Akhir Kisah Kerajaan Hindu Terakhir di Dunia, Putra Mahkota Bantai Keluarga
Nepal menjadi kerajaan Hindu terakhir di dunia, yang runtuh di abad ke-21. Kisah runtuhnya kerajaan ini terbilang memilukan.
Sang putra mahkota yang digambarkan memiliki amarah besar tersebut kemudian dikabarkan mendobrak pintu ketika dia mendengar bahwa peran masa depannya sebagai raja sekarang akan berkurang.
"Dia semacam karakter ganda. Di luar, dia sangat lembut, sangat disukai semua orang," kata Letjen Vivek Kumar Shah, seorang ajudan kamp di istana kerajaan selama 26 tahun yang mengenal Putra Mahkota Dipendra sejak kecil.
"Tapi di dalam, dari awal - mungkin, dia tidak mendapatkan cinta yang seharusnya dia miliki sebagai seorang anak. Itulah keyakinan saya," kata Shah.
• Pendaftaran CPNS 2021 Segera Dibuka, Jumlah yang Diterima Lebih Banyak dari 2019
Ia memiliki sifat sadis. Ia suka membakar kucing atau tikus. Ia akan menyukainya.
Dipendra juga menyukai senjata. Shah mengatakan Putra Mahkota memiliki banyak pilihan di kamar tidurnya.
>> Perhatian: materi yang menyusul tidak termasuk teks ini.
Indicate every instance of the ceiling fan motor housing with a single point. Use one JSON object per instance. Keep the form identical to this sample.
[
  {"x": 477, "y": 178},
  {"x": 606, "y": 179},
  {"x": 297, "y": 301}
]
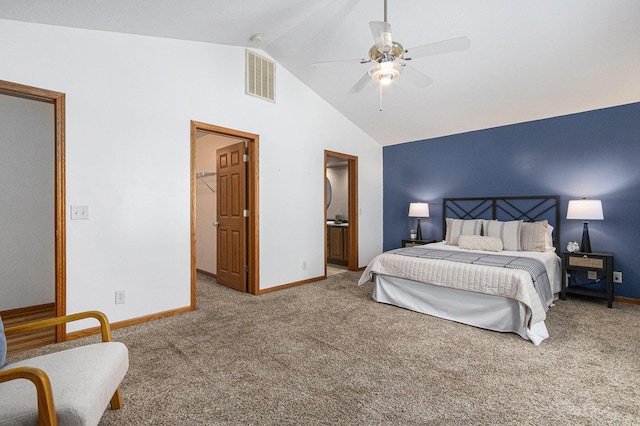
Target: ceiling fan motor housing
[{"x": 396, "y": 52}]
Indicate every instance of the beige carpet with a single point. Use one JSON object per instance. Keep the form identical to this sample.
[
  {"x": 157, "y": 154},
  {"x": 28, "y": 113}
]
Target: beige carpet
[{"x": 325, "y": 353}]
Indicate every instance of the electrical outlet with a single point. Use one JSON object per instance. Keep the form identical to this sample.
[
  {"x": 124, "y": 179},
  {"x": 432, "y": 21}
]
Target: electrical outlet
[{"x": 79, "y": 212}]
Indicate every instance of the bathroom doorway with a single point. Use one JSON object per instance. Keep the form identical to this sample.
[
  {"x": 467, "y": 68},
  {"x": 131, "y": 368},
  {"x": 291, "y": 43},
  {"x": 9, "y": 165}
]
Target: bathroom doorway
[{"x": 341, "y": 212}]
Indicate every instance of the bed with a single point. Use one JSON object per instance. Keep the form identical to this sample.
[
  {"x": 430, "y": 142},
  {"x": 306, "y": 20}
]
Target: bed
[{"x": 496, "y": 268}]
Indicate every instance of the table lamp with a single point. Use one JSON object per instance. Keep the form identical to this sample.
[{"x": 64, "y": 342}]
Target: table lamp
[
  {"x": 585, "y": 210},
  {"x": 419, "y": 210}
]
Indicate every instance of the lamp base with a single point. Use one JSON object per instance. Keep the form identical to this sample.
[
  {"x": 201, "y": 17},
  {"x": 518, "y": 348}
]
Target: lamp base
[{"x": 585, "y": 247}]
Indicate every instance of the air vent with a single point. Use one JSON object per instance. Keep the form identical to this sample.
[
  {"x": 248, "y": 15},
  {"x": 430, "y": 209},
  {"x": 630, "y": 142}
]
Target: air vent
[{"x": 261, "y": 77}]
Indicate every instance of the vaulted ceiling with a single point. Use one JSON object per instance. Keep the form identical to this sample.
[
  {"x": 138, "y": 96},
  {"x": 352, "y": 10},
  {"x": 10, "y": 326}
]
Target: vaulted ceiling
[{"x": 529, "y": 59}]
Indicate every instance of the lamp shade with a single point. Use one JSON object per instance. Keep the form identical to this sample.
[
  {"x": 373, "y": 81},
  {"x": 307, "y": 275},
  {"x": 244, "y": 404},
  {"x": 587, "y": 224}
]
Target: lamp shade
[
  {"x": 419, "y": 210},
  {"x": 585, "y": 210}
]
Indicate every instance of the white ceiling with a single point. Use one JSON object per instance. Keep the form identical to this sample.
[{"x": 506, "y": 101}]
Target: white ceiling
[{"x": 529, "y": 59}]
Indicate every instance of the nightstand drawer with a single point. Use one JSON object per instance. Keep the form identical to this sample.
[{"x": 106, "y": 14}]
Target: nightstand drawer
[{"x": 586, "y": 262}]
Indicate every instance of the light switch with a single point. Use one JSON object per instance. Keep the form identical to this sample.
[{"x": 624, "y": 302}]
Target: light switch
[{"x": 79, "y": 212}]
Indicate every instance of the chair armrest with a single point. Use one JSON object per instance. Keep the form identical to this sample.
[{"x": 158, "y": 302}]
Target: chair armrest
[
  {"x": 46, "y": 409},
  {"x": 105, "y": 327}
]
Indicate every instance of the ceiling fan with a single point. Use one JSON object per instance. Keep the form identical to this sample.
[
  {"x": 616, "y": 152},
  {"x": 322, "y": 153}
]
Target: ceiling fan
[{"x": 388, "y": 56}]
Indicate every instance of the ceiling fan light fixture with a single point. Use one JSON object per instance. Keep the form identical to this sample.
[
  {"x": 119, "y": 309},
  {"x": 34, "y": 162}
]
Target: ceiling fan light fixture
[{"x": 385, "y": 72}]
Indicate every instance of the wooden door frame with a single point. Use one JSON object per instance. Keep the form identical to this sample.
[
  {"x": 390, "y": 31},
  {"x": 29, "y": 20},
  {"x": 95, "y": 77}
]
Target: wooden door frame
[
  {"x": 58, "y": 101},
  {"x": 253, "y": 230},
  {"x": 352, "y": 170}
]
"Dia punya MP5, senapan mesin ringan. Dia punya komando M16, senapan mesin ringan lagi. Dan kemudian, dia punya senapan berburu, pistol, sebut saja," kata Shah, seperti dilansir pri.org.
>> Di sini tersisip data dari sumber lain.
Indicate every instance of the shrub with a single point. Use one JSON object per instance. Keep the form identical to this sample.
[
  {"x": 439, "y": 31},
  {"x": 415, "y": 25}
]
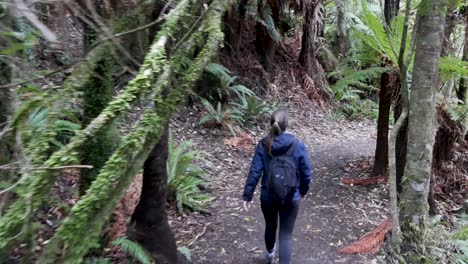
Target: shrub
[
  {"x": 134, "y": 250},
  {"x": 222, "y": 84},
  {"x": 218, "y": 117},
  {"x": 248, "y": 111},
  {"x": 185, "y": 178}
]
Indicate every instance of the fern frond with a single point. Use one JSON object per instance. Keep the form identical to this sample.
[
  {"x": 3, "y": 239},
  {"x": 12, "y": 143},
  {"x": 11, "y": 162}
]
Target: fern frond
[
  {"x": 133, "y": 249},
  {"x": 340, "y": 89},
  {"x": 185, "y": 177},
  {"x": 185, "y": 252}
]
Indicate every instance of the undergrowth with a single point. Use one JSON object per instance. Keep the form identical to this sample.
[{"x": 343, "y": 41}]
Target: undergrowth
[
  {"x": 445, "y": 245},
  {"x": 186, "y": 179}
]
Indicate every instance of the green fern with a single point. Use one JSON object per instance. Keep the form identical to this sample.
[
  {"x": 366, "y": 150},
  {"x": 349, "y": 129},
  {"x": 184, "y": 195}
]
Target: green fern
[
  {"x": 265, "y": 18},
  {"x": 218, "y": 117},
  {"x": 97, "y": 261},
  {"x": 185, "y": 177},
  {"x": 226, "y": 85},
  {"x": 358, "y": 79},
  {"x": 249, "y": 110},
  {"x": 133, "y": 249},
  {"x": 185, "y": 252}
]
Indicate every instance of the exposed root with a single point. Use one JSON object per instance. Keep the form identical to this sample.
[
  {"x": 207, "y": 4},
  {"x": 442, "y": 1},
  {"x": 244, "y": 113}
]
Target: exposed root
[
  {"x": 365, "y": 181},
  {"x": 371, "y": 242}
]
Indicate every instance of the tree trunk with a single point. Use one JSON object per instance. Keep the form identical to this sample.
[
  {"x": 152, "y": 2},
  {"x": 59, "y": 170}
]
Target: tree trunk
[
  {"x": 391, "y": 8},
  {"x": 149, "y": 226},
  {"x": 462, "y": 90},
  {"x": 235, "y": 22},
  {"x": 6, "y": 98},
  {"x": 342, "y": 40},
  {"x": 400, "y": 145},
  {"x": 450, "y": 22},
  {"x": 97, "y": 93},
  {"x": 307, "y": 56},
  {"x": 388, "y": 83},
  {"x": 265, "y": 45},
  {"x": 418, "y": 170}
]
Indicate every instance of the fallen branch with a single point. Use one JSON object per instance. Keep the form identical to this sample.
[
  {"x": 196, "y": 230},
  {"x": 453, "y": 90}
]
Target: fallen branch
[
  {"x": 199, "y": 235},
  {"x": 365, "y": 181},
  {"x": 371, "y": 242}
]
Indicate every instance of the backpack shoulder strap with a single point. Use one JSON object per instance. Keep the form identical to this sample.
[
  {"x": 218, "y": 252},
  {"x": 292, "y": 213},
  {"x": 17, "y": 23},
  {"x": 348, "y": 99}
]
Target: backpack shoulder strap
[{"x": 292, "y": 148}]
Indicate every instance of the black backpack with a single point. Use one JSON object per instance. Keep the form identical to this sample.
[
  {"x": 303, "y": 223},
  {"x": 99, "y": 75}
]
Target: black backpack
[{"x": 282, "y": 176}]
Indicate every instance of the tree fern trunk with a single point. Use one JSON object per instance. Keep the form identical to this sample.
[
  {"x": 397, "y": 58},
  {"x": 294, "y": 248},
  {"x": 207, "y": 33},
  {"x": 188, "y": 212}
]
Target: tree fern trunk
[
  {"x": 149, "y": 225},
  {"x": 388, "y": 84},
  {"x": 462, "y": 90},
  {"x": 265, "y": 45},
  {"x": 418, "y": 170},
  {"x": 6, "y": 97},
  {"x": 391, "y": 8},
  {"x": 307, "y": 56},
  {"x": 342, "y": 40}
]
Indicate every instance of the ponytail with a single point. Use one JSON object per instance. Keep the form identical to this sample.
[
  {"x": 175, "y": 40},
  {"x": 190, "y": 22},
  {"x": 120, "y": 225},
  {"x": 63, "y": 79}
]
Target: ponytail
[
  {"x": 279, "y": 122},
  {"x": 274, "y": 131}
]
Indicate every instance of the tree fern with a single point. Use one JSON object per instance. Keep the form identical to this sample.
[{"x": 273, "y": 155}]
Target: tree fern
[
  {"x": 342, "y": 88},
  {"x": 265, "y": 18},
  {"x": 133, "y": 249},
  {"x": 249, "y": 110},
  {"x": 226, "y": 83}
]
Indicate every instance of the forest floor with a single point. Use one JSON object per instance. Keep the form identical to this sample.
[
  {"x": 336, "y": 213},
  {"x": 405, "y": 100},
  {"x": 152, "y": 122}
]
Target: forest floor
[{"x": 333, "y": 215}]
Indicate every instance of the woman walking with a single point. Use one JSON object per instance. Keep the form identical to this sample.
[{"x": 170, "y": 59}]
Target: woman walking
[{"x": 282, "y": 163}]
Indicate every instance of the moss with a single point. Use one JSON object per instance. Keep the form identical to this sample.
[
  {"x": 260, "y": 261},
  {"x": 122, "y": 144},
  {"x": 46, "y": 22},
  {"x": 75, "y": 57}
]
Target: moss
[
  {"x": 35, "y": 187},
  {"x": 97, "y": 93},
  {"x": 90, "y": 213}
]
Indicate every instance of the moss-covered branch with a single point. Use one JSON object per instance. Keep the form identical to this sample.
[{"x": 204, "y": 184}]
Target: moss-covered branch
[
  {"x": 39, "y": 184},
  {"x": 89, "y": 214}
]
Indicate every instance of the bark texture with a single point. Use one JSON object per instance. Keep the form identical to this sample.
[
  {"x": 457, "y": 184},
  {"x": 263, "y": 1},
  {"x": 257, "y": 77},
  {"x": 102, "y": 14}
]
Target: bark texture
[
  {"x": 388, "y": 83},
  {"x": 342, "y": 40},
  {"x": 6, "y": 97},
  {"x": 149, "y": 224},
  {"x": 307, "y": 56},
  {"x": 391, "y": 8},
  {"x": 462, "y": 90},
  {"x": 265, "y": 45},
  {"x": 418, "y": 170}
]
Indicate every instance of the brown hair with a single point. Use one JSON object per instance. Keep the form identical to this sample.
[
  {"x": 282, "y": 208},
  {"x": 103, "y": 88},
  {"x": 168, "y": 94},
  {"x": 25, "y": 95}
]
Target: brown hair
[{"x": 279, "y": 122}]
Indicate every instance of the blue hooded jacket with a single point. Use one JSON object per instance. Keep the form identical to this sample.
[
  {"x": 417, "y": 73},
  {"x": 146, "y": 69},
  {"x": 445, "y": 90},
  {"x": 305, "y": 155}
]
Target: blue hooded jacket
[{"x": 261, "y": 161}]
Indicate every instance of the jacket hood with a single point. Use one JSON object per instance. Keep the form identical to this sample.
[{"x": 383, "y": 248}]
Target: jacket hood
[{"x": 281, "y": 143}]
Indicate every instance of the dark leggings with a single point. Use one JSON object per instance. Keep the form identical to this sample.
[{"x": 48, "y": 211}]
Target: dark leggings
[{"x": 287, "y": 217}]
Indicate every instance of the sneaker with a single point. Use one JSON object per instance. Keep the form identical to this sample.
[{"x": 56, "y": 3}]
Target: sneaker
[{"x": 270, "y": 257}]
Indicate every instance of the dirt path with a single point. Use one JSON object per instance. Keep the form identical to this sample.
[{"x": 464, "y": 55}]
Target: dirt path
[{"x": 333, "y": 215}]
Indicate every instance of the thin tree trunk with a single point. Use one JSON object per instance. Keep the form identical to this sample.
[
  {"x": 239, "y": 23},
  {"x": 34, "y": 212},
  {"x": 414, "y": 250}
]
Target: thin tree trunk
[
  {"x": 418, "y": 170},
  {"x": 391, "y": 8},
  {"x": 388, "y": 82},
  {"x": 341, "y": 35},
  {"x": 462, "y": 90},
  {"x": 450, "y": 22},
  {"x": 149, "y": 225},
  {"x": 6, "y": 99},
  {"x": 307, "y": 56},
  {"x": 264, "y": 44}
]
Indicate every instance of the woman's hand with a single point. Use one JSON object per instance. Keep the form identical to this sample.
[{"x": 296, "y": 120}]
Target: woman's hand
[{"x": 247, "y": 206}]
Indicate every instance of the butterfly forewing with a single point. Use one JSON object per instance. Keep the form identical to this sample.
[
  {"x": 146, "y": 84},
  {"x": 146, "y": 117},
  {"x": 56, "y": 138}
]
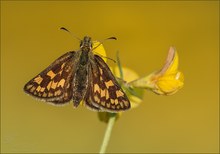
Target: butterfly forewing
[
  {"x": 54, "y": 83},
  {"x": 105, "y": 93}
]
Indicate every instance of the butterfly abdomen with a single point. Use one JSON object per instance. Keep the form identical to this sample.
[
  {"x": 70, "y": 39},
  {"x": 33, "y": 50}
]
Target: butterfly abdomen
[{"x": 80, "y": 81}]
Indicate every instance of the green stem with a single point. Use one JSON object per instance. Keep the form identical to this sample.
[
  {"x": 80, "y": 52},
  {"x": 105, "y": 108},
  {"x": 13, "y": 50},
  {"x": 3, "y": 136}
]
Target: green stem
[{"x": 108, "y": 131}]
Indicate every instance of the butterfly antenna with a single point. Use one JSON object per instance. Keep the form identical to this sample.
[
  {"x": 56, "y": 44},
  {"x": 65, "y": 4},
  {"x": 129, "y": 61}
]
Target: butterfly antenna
[
  {"x": 63, "y": 28},
  {"x": 110, "y": 38}
]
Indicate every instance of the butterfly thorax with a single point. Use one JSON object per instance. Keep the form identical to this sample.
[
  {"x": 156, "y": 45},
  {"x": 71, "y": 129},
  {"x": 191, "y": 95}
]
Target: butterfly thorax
[{"x": 80, "y": 81}]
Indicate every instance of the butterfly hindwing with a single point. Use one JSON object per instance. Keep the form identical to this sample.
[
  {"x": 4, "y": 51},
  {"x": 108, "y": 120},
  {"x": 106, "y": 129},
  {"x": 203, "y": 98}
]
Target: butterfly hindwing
[
  {"x": 104, "y": 91},
  {"x": 53, "y": 83}
]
Namun, hal itu juga pada dasarnya selaras dengan tradisi keluarga kerajaan untuk membawa senjata, termasuk raja.
Putra Mahkota juga dikenal suka ke pub dan sering berpesta, serta bernyanyi dan menari dengan teman-temannya
Dia ingin menikahi Devyani Rana, seorang gadis yang ditemuinya di Inggris, namun tidak disetujui oleh keluarga kerajaan dengan alasan memiliki kasta yang sedikit lebih rendah.
Jika sampai nekat menikahi wanita pujaannya tersebut, maka takhta yang begitu dia idam-idamkan harus rela diserahkan kepada orang lain.
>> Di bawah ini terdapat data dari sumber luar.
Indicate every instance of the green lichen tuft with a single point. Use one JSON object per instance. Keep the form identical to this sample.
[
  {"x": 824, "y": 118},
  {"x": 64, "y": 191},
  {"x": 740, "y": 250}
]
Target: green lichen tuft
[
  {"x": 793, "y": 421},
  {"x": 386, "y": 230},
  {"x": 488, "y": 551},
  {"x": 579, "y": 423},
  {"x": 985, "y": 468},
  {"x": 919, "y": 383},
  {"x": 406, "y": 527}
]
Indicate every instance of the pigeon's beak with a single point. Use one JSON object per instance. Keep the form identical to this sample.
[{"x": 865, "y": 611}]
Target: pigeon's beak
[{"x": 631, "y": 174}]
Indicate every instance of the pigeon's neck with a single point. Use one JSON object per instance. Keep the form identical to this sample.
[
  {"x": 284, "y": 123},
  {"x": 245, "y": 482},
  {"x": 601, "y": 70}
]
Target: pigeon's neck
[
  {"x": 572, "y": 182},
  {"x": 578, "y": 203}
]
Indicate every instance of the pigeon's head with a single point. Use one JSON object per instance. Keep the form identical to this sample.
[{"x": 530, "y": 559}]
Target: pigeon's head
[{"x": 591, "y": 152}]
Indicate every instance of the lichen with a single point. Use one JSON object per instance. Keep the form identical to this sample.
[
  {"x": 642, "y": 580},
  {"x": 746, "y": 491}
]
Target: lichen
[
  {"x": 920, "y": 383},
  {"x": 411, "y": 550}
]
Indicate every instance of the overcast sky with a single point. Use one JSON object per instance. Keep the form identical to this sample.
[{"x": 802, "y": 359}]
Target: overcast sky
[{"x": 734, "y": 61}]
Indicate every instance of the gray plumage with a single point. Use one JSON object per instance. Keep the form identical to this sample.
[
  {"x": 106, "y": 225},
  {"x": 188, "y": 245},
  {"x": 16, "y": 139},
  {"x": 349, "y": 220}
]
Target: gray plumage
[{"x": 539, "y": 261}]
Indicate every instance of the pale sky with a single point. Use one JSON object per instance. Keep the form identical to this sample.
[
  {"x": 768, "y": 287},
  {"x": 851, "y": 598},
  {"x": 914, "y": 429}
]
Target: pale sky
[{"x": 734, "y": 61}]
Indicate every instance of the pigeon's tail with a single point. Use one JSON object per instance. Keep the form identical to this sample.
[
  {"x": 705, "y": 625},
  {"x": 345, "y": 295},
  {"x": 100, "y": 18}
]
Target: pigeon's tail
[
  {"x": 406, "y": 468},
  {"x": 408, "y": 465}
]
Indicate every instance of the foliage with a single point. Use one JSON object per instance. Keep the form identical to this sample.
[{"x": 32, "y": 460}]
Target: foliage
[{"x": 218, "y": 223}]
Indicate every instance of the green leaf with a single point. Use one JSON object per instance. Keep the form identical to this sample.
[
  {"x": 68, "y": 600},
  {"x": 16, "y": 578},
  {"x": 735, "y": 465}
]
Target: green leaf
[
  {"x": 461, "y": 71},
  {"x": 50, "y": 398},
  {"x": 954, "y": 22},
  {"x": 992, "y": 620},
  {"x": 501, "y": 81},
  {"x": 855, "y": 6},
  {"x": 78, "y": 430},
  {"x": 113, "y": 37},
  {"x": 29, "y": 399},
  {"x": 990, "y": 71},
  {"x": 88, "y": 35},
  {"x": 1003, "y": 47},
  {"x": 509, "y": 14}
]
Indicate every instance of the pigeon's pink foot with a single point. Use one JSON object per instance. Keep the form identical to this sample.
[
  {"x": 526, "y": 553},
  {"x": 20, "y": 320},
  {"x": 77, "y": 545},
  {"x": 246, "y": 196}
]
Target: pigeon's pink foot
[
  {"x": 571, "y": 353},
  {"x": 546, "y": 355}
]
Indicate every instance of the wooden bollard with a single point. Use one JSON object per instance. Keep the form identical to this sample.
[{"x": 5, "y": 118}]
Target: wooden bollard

Kembali ke masalah sistem pemerintahan yang bergeser dari monarki absolut ke demokrasi, pertentangan yang hebat terjadi di dalam lingkaran dekat istana.
Sangat banyak pihak keluarga kerajaan yang menentang keputusan sang raja, termasuk putra mahkota.
"Dia percaya pada peran konstitusional untuk monarki, bukan kediktatoran. Tapi saudaranya, yang kemudian menjadi raja, dan putranya sendiri, Putra Mahkota, sama sekali tidak setuju. Mereka merasa negara akan menjadi milik anjing," papar Kunda Dixit, penerbit surat kabar Nepali Times.
Apalagi, pertentangan atara partai-partai berkuasa pun berlangsung sangat sengit hingga memicu perang saudara pada 1996.
Hingga akhirnya peristiwa tragis pun terjadi pada 1 Juni 2001.